The thinly carved pink beef came apart like ham. It would have felt like hacking through a loaf of stale bread were he eating it at home, or at Graham’s parents’ house, where they used to cook the meat so long it turned grey. Owen had asked Jesse, when searing it, how he liked it cooked, and because Jesse had never thought about it, he’d said, Well done, please. The kitchen was L-shaped, with the dining table behind Jesse; Owen stood at the hob with his back to the window. Jesse was picking parsley leaves from their stalks and collecting them in a bowl, playing the Bad Boy Remix of “He Loves U Not” by Dream in his head, despite the shuffle of songs Owen played from his iPod. Jesse hated parsley, growing up. It dominated the disgusting pre-made gloopy white sauce that accompanied those dry and stringy fillets of cod his mother pictured herself as a fine middle-class housewife for serving.
“Well, then there we have a problem,” Owen had said, as the rich beef smell went straight up Jesse’s nose and taunted his empty stomach. “I eat mine rare.”
He was not allowed to eat bloody meat. From as early as he could remember, Jesse and other Witness children had been made to carry an Identity Card with them, refreshed each January. It was signed by their parents, and an elder, and said that if Jesse were to be taken into hospital care, as a minor with none of his guardians present, doctors could be sued if they decided to treat him with blood-based products. When he became a baptised Brother, he was given a more explicit “No Blood” card that did not have to be signed by his parents, showing that it was his own decision to disallow doctors from treating him with blood.
“Fuck it. I’ll take it just like you do,” he said. He’d been sucking dicks for seven months and here he was worried about a juicy steak.
“Are you sure?” Owen said, as if he was knowingly leading Jesse into temptation.

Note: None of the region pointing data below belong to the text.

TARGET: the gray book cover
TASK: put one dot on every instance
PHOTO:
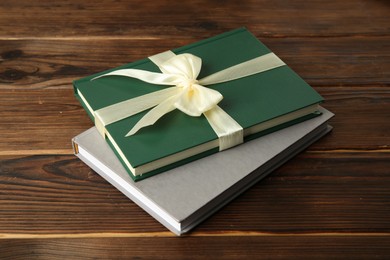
(183, 197)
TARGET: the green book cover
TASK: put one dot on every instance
(250, 101)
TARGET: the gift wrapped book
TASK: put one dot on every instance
(181, 105)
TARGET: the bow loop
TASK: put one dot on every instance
(195, 99)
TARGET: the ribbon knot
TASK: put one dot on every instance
(186, 93)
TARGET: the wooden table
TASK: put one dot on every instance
(331, 201)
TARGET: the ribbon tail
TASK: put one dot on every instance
(153, 115)
(229, 132)
(127, 108)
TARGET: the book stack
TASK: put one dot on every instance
(184, 132)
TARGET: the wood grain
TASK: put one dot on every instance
(331, 201)
(324, 192)
(199, 18)
(53, 117)
(271, 247)
(344, 61)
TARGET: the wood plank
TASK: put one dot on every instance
(167, 19)
(315, 193)
(320, 61)
(317, 247)
(54, 116)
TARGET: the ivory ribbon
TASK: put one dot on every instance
(188, 94)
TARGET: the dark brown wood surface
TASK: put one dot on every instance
(331, 201)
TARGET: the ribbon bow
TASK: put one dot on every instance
(188, 94)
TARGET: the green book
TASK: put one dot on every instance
(260, 103)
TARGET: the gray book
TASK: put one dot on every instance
(183, 197)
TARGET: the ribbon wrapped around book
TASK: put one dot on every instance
(188, 94)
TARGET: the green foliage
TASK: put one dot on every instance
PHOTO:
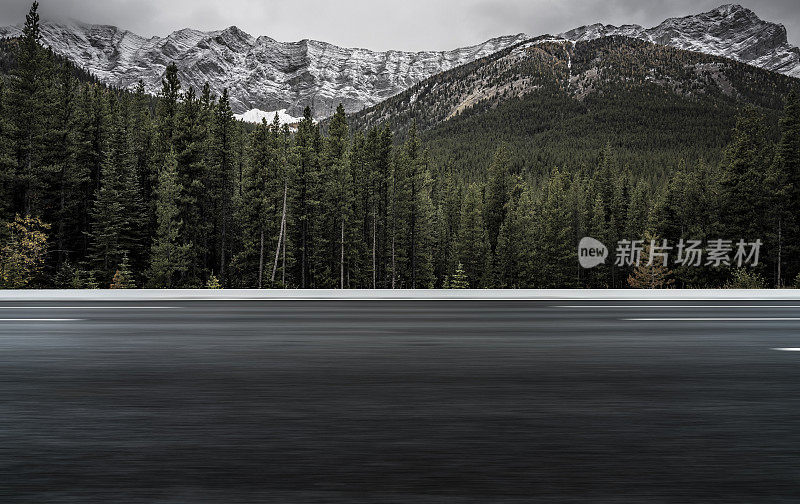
(169, 258)
(744, 279)
(213, 283)
(22, 257)
(123, 277)
(493, 170)
(459, 279)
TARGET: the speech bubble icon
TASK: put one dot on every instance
(591, 253)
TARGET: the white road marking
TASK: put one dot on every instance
(738, 319)
(87, 307)
(677, 307)
(41, 320)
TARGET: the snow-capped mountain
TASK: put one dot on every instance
(730, 31)
(260, 73)
(263, 74)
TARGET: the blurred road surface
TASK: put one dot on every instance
(399, 402)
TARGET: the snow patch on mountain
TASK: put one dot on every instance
(730, 31)
(256, 116)
(266, 75)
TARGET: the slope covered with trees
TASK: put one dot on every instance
(485, 176)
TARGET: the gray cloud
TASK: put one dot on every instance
(407, 24)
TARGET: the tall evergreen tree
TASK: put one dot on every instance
(169, 258)
(28, 109)
(473, 240)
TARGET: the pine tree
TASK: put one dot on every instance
(498, 191)
(332, 227)
(7, 162)
(460, 280)
(743, 178)
(306, 198)
(651, 275)
(123, 277)
(71, 178)
(783, 186)
(116, 215)
(473, 240)
(191, 137)
(22, 257)
(169, 258)
(413, 216)
(28, 108)
(222, 180)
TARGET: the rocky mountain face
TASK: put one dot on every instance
(263, 74)
(260, 73)
(730, 31)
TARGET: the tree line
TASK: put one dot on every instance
(107, 188)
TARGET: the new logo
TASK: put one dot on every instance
(591, 253)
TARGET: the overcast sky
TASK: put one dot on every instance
(381, 25)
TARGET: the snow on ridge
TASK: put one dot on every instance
(257, 115)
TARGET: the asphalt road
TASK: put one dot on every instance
(399, 402)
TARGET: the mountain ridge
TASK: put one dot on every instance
(263, 74)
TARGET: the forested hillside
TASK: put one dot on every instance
(520, 155)
(559, 104)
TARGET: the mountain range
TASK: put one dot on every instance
(263, 74)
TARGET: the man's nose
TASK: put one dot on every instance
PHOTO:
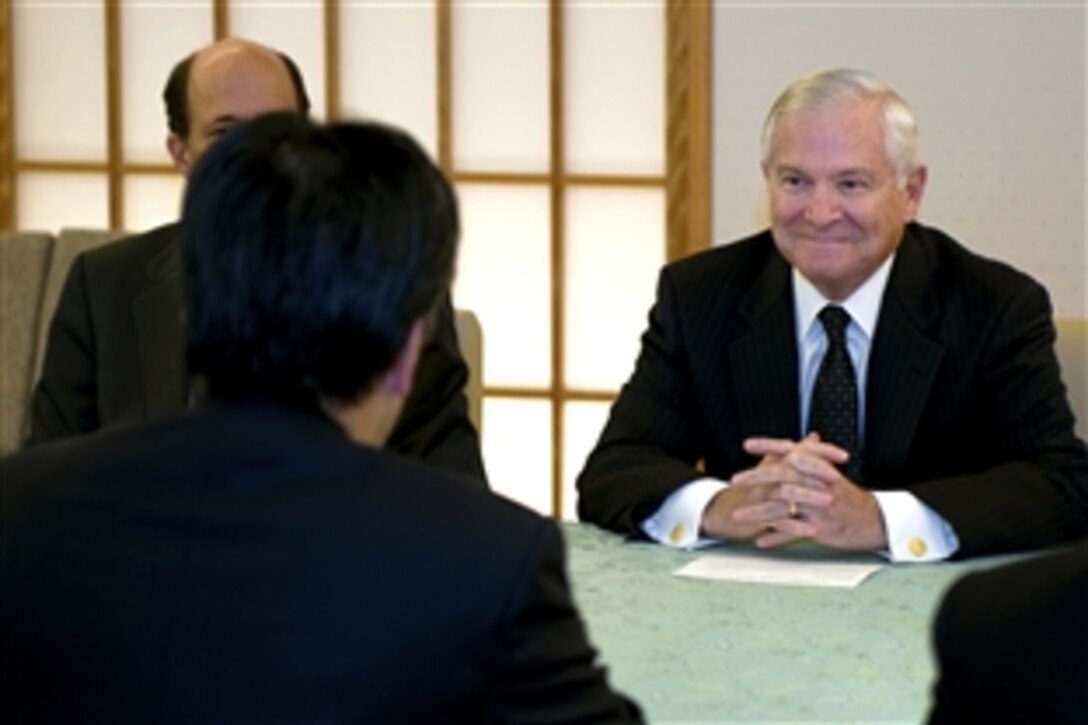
(823, 206)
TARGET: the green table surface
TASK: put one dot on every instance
(711, 651)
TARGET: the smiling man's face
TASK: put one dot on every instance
(837, 209)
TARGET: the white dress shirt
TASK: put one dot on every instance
(915, 531)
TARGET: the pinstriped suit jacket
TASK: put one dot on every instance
(964, 404)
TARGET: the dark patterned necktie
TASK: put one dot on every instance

“I worked in a restaurant for a couple of days when I first moved to London and couldn’t believe so many people were ordering steaks with blood circling round the plate.”

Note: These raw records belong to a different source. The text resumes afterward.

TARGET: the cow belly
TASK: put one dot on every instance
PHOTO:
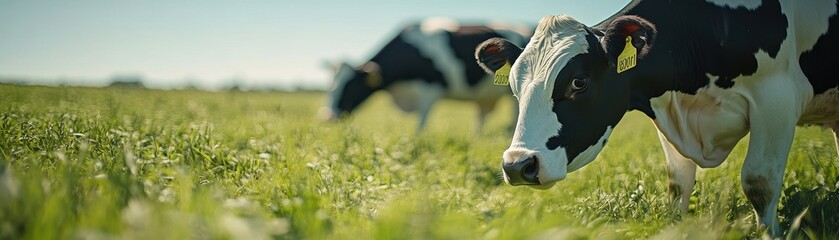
(702, 127)
(823, 109)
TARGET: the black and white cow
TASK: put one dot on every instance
(707, 72)
(423, 63)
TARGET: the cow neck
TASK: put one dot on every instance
(674, 62)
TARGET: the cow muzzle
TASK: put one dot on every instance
(531, 168)
(525, 172)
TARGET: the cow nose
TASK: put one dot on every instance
(523, 172)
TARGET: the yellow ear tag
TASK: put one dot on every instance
(502, 75)
(628, 57)
(374, 79)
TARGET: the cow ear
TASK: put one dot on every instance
(493, 53)
(641, 32)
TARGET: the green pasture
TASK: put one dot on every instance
(132, 163)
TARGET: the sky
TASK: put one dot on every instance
(212, 43)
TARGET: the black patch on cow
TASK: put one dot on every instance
(463, 42)
(819, 63)
(586, 114)
(400, 60)
(696, 38)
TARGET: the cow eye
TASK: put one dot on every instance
(579, 84)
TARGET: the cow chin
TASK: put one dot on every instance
(550, 168)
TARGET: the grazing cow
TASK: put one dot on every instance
(423, 63)
(707, 72)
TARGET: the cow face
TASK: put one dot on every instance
(570, 94)
(351, 87)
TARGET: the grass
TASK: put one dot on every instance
(101, 163)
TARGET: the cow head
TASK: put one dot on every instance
(570, 94)
(351, 87)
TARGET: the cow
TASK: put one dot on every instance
(426, 61)
(707, 72)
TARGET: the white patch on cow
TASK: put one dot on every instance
(704, 127)
(344, 74)
(734, 4)
(432, 42)
(516, 33)
(590, 153)
(557, 39)
(822, 109)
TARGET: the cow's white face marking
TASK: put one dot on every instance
(557, 39)
(733, 4)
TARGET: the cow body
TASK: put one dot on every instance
(708, 73)
(423, 63)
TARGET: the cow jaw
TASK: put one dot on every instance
(556, 41)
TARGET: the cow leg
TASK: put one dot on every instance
(772, 119)
(485, 106)
(836, 135)
(681, 173)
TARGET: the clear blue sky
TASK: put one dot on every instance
(262, 42)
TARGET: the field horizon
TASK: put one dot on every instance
(134, 163)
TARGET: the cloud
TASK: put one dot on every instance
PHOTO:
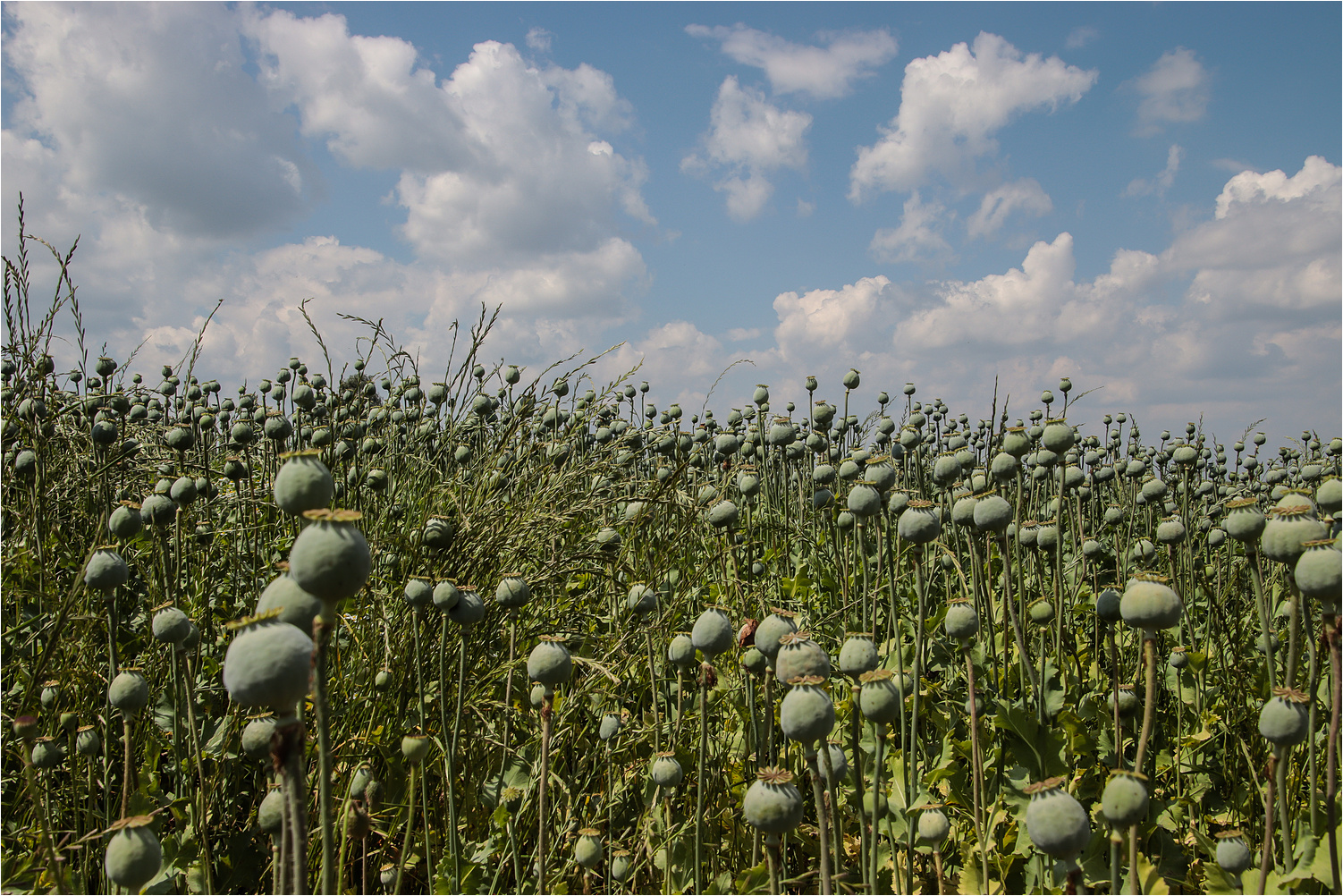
(1176, 89)
(917, 238)
(1272, 249)
(500, 163)
(1024, 195)
(748, 139)
(539, 39)
(1229, 320)
(952, 104)
(1080, 37)
(832, 318)
(152, 105)
(513, 189)
(824, 72)
(1140, 187)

“Of course, yeah. ‘The Blood Issue.’ Anya deals a lot with that sort of thing,” Owen said. The sizzling got louder as he pressed down the fatty rind on the surface of the pan. “Did I tell you she was a barrister in child protection? Jehovah’s Witness parents have been happier to let their child die than allow them to receive blood.” Jesse thought about Fraser’s family tragedy but decided not to ruin his day with Owen by talking about him. “I didn
’t know their abstinence extends to the consumption of blood as a food product as well.”
“That’s the word the Bible uses. Abstain from blood. Act fifteen verses twenty-eight and twenty-nine,” Jesse said, as if preaching once again from the rostrum at his Kingdom Hall. “Everything we eat has to be well done, to the point of being barely edible. Burnt to a crisp. Otherwise, it’s unclean and unfit for consumption.”

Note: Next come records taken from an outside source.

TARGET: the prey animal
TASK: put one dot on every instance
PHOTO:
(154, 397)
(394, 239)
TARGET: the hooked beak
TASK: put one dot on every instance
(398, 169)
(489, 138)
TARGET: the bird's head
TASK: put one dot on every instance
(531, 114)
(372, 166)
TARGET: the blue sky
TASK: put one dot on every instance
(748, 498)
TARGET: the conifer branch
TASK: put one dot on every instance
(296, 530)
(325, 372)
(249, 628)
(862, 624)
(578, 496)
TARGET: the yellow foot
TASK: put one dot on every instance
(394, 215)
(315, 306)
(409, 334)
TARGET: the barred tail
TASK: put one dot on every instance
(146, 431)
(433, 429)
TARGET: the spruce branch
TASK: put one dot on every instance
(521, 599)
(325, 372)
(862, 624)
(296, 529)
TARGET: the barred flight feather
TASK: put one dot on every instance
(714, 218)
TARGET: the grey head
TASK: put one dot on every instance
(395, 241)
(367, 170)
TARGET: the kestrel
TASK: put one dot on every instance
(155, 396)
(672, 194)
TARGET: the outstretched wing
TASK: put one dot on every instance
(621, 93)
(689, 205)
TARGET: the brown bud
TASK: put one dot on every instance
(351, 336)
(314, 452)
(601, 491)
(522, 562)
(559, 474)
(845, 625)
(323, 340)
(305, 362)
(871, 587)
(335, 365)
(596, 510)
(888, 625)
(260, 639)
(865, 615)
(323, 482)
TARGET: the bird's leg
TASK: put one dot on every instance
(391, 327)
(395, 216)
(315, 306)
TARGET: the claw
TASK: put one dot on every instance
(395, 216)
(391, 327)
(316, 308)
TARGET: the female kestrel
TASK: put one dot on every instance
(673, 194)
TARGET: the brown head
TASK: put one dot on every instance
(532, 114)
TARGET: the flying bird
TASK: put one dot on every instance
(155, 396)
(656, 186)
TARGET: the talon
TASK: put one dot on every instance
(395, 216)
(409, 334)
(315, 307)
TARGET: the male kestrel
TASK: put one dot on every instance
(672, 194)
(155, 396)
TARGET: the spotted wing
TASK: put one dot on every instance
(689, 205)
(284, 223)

“And is it halal?” Owen said the latter word with a throaty non-English intonation, giving equal stress to both syllables.
“What’s halal?” Jesse copied.
“In Muslim communities, only meat that has been bled in a certain way, and prayed over, can be eaten. Permitted food is called halal.”
“No, nothing like that. We just buy any old shit from the supermarket like everybody else does and cook it till it could be anything.”
“What about black pudding?” said Owen, smiling.
Jesse tensed his stomach and pulled a heaving face.
“Isn’t that pig’s blood?”
“Congealed with groats, dried onion and spices.”
Jesse shook his head. “I don’t know how anyone could eat that, religious or not.”
“But it’s supposed to be a delicacy in the Black Country. We used to eat Black Country sausage at home, when I was a kid, on a Saturday, with the grill. Tasty stuff. It’s supposed to have aphrodisiacal properties.”
Jesse caught the little flutter of suggestion in Owen’s teasing and internally blushed. “Some things we’re thankful not to be made to eat,” he said, playfully.
“You’re still using the present tense,” Owen said, as he transferred the joint to a roasting rack in the hot oven.